Le théâtre est toujours la passion dominante de la petite Cour. La troupe «de qualité» formée autrefois par Voltaire et Mme du Châtelet a été modifiée et renouvelée. Maintenant c'est Mme de Boufflers qui fait fonction d'impresario et qui stimule le zèle de tous. Mesdames de Boufflers, de Bassompierre, de Thianges, de Cambis, Mlles de Boufflers, Alliot, Dufrène, de Luzancy sont les principales interprètes.
Quand ce n'est pas la «troupe de qualité» qui donne, ce sont des acteurs de passage; ils jouent successivement: Sémiramis, Blaise le savetier, le Frondeur, la Fausse aventure, l'Ecossaise, Rodogune, Tartuffe, la Bohémienne, l'Orpheline, la Fausse Agnès, Iphigénie en Tauride, etc.
En 1759, on vit débuter le fils du directeur des théâtres de la Cour, qui devait acquérir plus tard dans son art une grande célébrité. Fleury, âgé de sept ans, eut l'honneur de jouer en présence du Roi de Pologne. Après la représentation, on conduisit le petit comédien devant le monarque, et ce dernier, charmé de sa gentillesse et de son talent précoce, l'embrassa et il lui fit en même temps un riche cadeau.
De fréquentes et illustres visites apportaient souvent dans la vie de la Cour une agréable distraction.
Au mois de juin 1758, Stanislas reçut le second fils d'Auguste III, Xavier, frère de la dauphine[ [70]. Le prince allait à Versailles pour voir sa sœur et offrir ses services à Louis XV.

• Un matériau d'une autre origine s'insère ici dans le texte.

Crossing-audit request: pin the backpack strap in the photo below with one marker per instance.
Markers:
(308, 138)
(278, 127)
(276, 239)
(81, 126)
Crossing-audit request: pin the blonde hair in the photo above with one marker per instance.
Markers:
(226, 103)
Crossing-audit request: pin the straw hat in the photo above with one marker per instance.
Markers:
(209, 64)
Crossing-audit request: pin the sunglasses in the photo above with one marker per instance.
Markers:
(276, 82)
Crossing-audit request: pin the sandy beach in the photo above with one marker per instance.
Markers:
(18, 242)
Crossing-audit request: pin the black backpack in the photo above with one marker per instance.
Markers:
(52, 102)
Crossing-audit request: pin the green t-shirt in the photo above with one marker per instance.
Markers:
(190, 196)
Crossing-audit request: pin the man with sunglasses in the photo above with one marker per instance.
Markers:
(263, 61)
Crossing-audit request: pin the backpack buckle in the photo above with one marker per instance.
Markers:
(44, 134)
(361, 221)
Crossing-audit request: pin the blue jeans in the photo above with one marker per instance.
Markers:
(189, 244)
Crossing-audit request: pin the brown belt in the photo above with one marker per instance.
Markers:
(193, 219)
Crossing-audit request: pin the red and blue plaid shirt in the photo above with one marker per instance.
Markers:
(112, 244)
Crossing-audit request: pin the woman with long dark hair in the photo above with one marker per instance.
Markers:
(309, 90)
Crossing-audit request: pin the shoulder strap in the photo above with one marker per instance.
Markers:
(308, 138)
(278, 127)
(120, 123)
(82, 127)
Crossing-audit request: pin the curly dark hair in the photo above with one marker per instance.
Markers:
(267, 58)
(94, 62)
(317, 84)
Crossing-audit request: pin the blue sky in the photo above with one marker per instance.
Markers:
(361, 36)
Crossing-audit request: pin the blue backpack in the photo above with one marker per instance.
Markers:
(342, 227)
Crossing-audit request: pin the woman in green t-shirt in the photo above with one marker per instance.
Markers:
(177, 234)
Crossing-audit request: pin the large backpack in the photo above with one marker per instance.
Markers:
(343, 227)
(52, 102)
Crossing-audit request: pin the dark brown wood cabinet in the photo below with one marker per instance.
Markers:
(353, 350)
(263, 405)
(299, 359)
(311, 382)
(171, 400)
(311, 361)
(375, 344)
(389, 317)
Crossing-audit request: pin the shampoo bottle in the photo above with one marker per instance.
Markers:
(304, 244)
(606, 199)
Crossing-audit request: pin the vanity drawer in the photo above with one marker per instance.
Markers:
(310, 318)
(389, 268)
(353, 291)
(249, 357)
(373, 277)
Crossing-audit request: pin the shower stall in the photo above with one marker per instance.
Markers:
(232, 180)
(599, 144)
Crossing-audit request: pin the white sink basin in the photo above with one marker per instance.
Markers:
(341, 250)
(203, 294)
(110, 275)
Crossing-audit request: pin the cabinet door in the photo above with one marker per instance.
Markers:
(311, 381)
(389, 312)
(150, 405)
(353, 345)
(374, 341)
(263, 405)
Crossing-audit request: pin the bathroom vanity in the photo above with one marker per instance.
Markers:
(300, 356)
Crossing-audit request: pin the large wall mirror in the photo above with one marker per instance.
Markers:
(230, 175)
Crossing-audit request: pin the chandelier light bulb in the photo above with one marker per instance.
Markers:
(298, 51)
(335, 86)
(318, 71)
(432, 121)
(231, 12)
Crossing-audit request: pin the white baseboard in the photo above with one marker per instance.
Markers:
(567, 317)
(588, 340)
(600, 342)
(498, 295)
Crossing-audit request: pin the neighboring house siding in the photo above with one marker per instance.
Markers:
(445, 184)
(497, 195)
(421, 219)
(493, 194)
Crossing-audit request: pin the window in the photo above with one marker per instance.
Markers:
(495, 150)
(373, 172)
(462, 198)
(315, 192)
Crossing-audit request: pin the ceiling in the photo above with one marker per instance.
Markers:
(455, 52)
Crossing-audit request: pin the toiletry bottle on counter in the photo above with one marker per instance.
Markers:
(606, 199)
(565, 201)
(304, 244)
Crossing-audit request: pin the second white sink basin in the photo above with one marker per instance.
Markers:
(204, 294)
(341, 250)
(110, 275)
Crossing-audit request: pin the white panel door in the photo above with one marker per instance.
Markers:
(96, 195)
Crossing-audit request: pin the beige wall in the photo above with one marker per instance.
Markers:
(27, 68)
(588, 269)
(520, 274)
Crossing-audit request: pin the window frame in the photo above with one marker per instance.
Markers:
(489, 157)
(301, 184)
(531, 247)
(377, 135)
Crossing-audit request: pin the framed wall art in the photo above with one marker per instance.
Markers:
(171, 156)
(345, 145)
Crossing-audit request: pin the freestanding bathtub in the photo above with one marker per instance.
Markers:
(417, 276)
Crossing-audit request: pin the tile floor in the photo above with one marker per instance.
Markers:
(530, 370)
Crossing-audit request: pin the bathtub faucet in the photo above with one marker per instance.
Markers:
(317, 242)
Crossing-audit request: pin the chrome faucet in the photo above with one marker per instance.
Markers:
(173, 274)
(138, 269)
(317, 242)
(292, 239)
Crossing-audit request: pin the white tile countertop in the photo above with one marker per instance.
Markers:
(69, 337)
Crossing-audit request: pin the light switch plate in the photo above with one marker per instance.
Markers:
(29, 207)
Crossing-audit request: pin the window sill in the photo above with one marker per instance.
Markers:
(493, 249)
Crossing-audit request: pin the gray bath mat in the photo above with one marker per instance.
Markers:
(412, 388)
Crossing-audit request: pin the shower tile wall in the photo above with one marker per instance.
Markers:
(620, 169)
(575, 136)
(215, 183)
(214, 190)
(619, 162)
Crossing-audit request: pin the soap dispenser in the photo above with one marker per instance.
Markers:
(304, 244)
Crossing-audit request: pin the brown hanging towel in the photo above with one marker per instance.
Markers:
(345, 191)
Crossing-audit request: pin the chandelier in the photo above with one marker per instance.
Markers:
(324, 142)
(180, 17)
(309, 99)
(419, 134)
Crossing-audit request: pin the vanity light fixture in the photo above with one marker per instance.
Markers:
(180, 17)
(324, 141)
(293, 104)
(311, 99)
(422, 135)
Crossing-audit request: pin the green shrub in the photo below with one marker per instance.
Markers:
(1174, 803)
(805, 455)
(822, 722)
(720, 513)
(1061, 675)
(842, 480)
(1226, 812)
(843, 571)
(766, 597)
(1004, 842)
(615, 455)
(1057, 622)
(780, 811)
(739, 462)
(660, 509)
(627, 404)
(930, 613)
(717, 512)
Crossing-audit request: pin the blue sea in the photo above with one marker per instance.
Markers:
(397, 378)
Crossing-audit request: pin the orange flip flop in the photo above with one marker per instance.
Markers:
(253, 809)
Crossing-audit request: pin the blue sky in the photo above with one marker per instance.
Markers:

Bien qu'il caressât toujours l'espoir de voir renverser Auguste III et de le remplacer sur le trône de Pologne, Stanislas, pour ne pas mécontenter son gendre, fit au jeune prince un accueil magnifique et il l'entoura de mille prévenances. Il envoya le chevalier de Beauvau et le marquis de Boufflers au devant de lui jusqu'à Chanteheu avec les carrosses de la Cour; lui-même alla l'attendre jusqu'aux grilles du Bosquet. Le prince arriva à neuf heures du soir, et il y eut un magnifique souper au Kiosque, avec illumination.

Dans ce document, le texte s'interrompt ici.